Our study suggested that just hiring a demographically diverse workforce will not by itself boost results. Simply increasing headcount diversity did not show a strong connection to revenue growth. Instead, our data showed that employees’ experience of genuine workplace inclusion—as seen by high, consistent survey scores in areas such as fair treatment and a caring environment—is a better predictor of revenue growth than diversity alone. 11
Leading companies, including many FORTUNE 100 Best Companies, are on the path to For All workplaces. They are working to close the gaps in the employee experience. And they are seeing payoffs.
Take software giant Salesforce, a perennial 100 Best Company. CEO Marc Benioff and his team invested $3 million in 2015 to address a gender pay gap at the company. The move, along with a host of other equality efforts, has reaped rewards. Salesforce is becoming a beacon for talented women in technology, and it’s enjoying the fruits of a more fully engaged workforce. The percentage of women employees who say they want to work at Salesforce for a long time jumped from 85 percent in 2014 to 93 percent in 2016. And 92 percent of female employees in 2016 said people look forward to coming to work at Salesforce, up from 85 percent in 2014.

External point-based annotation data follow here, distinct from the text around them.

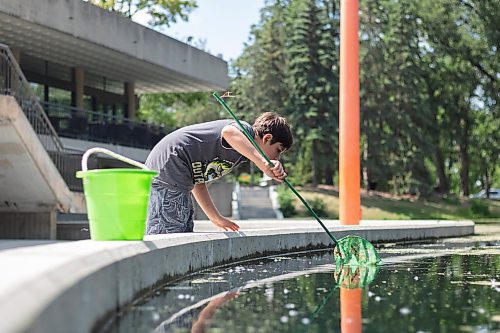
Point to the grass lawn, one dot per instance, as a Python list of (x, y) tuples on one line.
[(382, 206)]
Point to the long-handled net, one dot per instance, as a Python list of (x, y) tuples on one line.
[(349, 250)]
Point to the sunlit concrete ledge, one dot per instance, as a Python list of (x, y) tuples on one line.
[(58, 286)]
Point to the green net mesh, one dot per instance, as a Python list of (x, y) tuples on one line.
[(355, 251)]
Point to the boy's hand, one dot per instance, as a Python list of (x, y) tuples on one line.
[(225, 224), (277, 173)]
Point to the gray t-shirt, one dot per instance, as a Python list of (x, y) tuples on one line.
[(195, 154)]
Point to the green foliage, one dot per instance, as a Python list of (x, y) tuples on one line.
[(160, 12), (318, 205), (286, 201), (429, 90), (479, 208)]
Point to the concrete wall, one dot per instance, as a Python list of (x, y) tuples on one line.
[(110, 43), (71, 286), (31, 188)]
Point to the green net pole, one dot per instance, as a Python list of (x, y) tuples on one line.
[(226, 107)]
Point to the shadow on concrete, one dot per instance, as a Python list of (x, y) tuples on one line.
[(9, 244)]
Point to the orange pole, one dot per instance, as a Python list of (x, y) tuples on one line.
[(349, 160), (350, 310)]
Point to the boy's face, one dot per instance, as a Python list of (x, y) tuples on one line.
[(274, 150)]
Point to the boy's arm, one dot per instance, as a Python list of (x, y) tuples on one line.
[(200, 193), (238, 141)]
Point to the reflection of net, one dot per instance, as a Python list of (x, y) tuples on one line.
[(355, 251), (352, 277)]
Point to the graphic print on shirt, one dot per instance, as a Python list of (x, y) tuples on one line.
[(208, 171)]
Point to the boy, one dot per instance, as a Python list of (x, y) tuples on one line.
[(191, 156)]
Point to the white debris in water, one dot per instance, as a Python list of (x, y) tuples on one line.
[(405, 311), (269, 294)]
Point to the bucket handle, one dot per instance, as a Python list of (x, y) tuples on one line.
[(112, 154)]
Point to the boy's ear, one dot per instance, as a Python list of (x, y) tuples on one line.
[(267, 137)]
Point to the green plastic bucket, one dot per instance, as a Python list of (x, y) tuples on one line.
[(117, 199)]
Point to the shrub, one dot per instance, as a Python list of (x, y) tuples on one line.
[(479, 208), (319, 207)]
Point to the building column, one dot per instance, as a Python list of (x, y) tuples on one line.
[(77, 91), (130, 96), (17, 54)]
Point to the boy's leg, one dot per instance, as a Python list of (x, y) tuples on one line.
[(169, 210)]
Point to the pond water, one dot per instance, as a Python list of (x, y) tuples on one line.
[(424, 288)]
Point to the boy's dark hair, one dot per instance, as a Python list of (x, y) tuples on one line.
[(273, 123)]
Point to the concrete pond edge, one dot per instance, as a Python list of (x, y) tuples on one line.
[(77, 286)]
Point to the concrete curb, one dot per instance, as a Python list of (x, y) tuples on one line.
[(72, 286)]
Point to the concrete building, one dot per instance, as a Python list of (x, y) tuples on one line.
[(70, 74)]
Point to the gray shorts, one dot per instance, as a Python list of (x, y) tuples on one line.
[(170, 210)]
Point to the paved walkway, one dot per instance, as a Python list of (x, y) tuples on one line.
[(255, 203)]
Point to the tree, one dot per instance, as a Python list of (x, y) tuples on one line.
[(160, 12), (312, 50)]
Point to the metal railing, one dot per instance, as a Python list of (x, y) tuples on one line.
[(88, 125), (14, 83)]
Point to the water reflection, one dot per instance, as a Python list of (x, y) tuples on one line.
[(456, 293)]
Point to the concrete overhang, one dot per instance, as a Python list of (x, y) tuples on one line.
[(74, 33)]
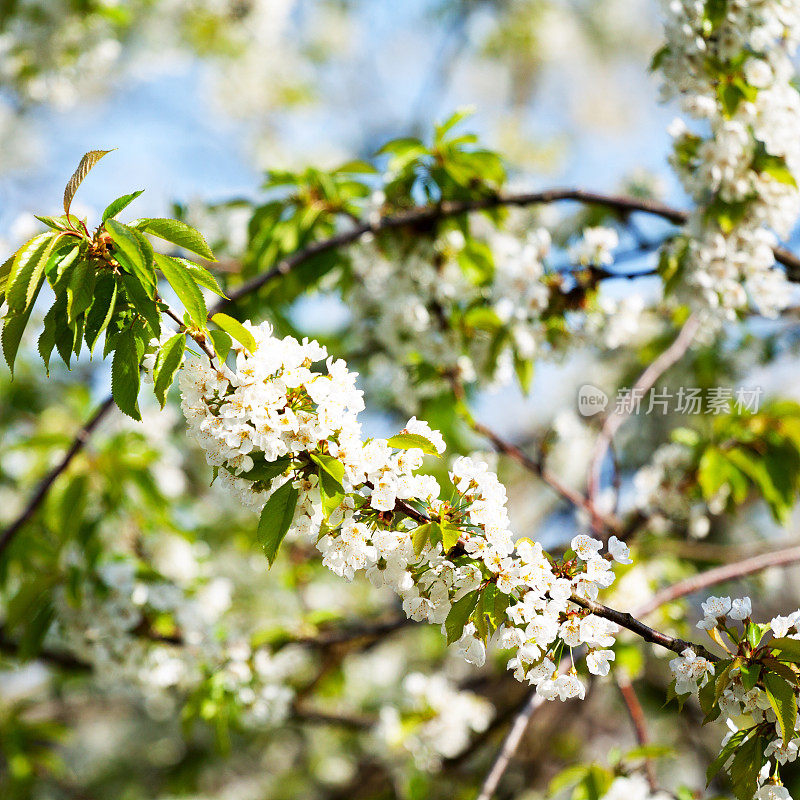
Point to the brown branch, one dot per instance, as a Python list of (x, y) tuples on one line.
[(537, 467), (512, 740), (727, 572), (646, 381), (706, 579), (622, 204), (38, 496), (359, 723), (639, 722)]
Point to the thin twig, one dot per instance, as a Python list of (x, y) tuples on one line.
[(706, 579), (626, 620), (610, 522), (727, 572), (646, 381), (512, 740), (44, 485)]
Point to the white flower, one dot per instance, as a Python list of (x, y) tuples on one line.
[(597, 661), (773, 791), (741, 608), (620, 552), (715, 609), (586, 547), (782, 625), (595, 248)]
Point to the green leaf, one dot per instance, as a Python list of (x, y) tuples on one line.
[(87, 162), (203, 277), (750, 674), (27, 271), (407, 441), (222, 343), (13, 328), (182, 281), (47, 340), (5, 271), (330, 489), (781, 697), (128, 251), (181, 234), (523, 367), (331, 465), (56, 223), (707, 699), (420, 537), (459, 615), (276, 519), (119, 204), (142, 302), (125, 375), (754, 633), (459, 115), (235, 329), (789, 648), (99, 315), (80, 289), (450, 537), (168, 362), (730, 747), (746, 765)]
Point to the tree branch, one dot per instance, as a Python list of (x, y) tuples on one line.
[(620, 203), (784, 557), (38, 496), (626, 620), (727, 572), (614, 421), (639, 722)]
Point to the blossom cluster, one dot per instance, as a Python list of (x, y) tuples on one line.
[(449, 552), (745, 686), (447, 718), (732, 69), (436, 309), (661, 493), (633, 787)]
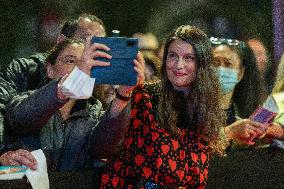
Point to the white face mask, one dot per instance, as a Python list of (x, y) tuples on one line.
[(228, 79)]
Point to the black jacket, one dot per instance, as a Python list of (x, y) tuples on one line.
[(20, 75), (35, 122)]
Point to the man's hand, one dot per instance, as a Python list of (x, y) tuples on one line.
[(19, 157)]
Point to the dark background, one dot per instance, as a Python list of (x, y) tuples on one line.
[(23, 22)]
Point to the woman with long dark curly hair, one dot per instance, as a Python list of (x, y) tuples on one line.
[(175, 124)]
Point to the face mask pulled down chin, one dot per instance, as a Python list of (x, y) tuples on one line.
[(228, 79)]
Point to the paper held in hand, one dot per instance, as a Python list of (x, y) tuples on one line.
[(270, 109)]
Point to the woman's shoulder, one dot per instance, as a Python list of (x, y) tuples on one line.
[(151, 90)]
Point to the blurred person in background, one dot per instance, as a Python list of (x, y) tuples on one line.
[(241, 83), (264, 63)]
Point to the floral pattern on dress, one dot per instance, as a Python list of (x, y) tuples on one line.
[(151, 154)]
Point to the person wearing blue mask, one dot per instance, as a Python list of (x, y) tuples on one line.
[(241, 84)]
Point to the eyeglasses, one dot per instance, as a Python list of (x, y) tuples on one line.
[(230, 42), (71, 60)]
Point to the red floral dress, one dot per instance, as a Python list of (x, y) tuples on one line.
[(150, 154)]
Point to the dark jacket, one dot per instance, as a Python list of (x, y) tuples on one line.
[(20, 75), (35, 122)]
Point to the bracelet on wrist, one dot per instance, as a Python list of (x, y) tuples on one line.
[(120, 97)]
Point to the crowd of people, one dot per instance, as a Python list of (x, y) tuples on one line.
[(192, 101)]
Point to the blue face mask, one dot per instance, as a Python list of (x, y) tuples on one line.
[(228, 79)]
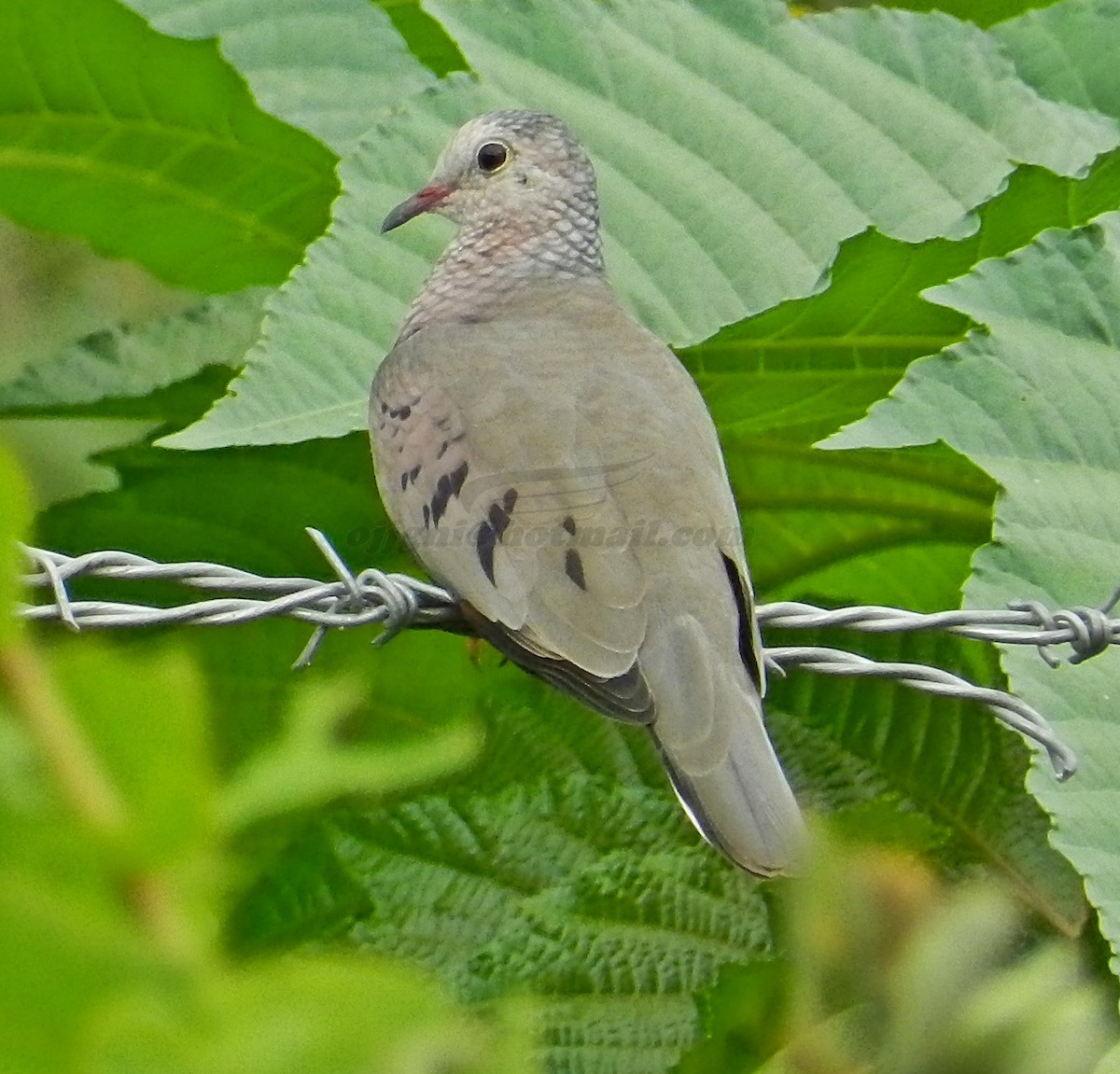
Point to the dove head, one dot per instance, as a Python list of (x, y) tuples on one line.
[(521, 188)]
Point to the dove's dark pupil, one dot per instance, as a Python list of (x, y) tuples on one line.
[(492, 156)]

Salesforce has not rested on its laurels on the gender pay issue. It conducted a similar pay equity study in 2017, investing $3 million more to close compensation gaps. Perhaps not surprisingly, the company has been growing faster than its rivals, and it dominates the customer relationship management software market. 12, 13
But the Golden State Warriors may be the winningest of them all these days—and not just on the court. With its “Strength in Numbers” culture as a foundation, the franchise has been raking in business rewards as well. The value of the team rose an NBA-high 37 percent to $2.6 billion in 2017, leapfrogging from sixth place to third place in the league.

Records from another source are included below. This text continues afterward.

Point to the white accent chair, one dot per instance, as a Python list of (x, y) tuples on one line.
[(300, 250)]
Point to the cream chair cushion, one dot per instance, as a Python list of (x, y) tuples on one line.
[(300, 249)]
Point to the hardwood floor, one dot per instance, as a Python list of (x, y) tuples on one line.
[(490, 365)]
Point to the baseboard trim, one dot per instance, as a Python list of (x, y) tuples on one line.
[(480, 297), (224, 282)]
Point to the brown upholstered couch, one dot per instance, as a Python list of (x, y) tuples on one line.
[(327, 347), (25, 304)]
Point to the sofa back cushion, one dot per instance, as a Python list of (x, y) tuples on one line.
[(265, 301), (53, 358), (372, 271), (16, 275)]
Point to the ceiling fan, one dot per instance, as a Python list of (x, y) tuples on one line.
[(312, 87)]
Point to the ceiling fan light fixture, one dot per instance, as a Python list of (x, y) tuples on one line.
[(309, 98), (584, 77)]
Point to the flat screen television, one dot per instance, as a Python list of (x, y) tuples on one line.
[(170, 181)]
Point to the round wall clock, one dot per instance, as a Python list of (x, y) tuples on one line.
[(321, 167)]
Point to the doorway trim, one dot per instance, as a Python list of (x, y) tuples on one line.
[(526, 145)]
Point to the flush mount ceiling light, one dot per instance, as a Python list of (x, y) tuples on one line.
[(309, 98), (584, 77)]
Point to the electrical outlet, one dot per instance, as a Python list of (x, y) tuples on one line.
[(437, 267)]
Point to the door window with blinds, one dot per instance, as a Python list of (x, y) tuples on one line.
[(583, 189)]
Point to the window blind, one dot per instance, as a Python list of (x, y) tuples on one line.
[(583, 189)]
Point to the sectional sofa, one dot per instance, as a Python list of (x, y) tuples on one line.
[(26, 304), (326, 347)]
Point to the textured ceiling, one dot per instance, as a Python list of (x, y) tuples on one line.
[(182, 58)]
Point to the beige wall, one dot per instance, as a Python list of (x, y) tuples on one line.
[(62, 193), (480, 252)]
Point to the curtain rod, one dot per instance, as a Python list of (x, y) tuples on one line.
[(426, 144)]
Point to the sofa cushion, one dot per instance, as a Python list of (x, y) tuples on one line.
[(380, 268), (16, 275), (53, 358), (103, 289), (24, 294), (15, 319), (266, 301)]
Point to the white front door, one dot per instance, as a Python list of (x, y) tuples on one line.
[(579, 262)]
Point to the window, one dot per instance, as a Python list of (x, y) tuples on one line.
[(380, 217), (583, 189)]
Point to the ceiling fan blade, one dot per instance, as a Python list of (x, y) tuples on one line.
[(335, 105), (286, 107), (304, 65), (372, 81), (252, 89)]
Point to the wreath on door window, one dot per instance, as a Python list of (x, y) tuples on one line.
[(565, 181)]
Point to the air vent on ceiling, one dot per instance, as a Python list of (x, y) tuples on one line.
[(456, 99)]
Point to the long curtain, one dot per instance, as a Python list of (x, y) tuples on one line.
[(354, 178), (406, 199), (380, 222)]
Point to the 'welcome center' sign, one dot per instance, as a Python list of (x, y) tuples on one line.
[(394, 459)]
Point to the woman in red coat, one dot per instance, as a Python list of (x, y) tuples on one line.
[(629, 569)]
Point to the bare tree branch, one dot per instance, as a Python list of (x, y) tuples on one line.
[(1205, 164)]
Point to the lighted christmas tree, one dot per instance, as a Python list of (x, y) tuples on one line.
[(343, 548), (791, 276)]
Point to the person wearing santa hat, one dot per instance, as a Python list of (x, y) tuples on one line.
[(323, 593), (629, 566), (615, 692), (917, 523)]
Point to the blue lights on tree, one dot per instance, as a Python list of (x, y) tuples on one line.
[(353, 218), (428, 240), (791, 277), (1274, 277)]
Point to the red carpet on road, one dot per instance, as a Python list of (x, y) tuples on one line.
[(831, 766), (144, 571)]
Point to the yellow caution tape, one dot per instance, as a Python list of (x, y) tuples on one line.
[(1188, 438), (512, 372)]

With their season ticket renewal rate at 99.5 percent, the Warriors felt confident enough in 2017 to raise season ticket prices by 15 to 25 percent. And the organization landed a $300 million deal with Chase to name the Warriors’ new stadium—a record price for a U.S. arena. 14
Warriors co-owner Joe Lacob caught some flak for boasting in a 2016 New York Times profile that the organization, with its “Silicon Valley precepts” such as open communication and collaborative decision making, is superior to its peers. “We’re light-years ahead of probably every other team in structure, in planning, in how we’re going to go about things,” Lacob told the Times. 15 Lacob may be guilty of bravado, but there’s little arguing with the way he and his partners have seen their investment blossom. They bought the team for $450 million in 2010, meaning their ROI as of 2017 was a gain of nearly 500 percent.
The Warriors culture is where businesses must go as well. The business case for a Great Place to Work For All isn’t merely a two-point slam dunk. It’s better. It’s a three-point splash.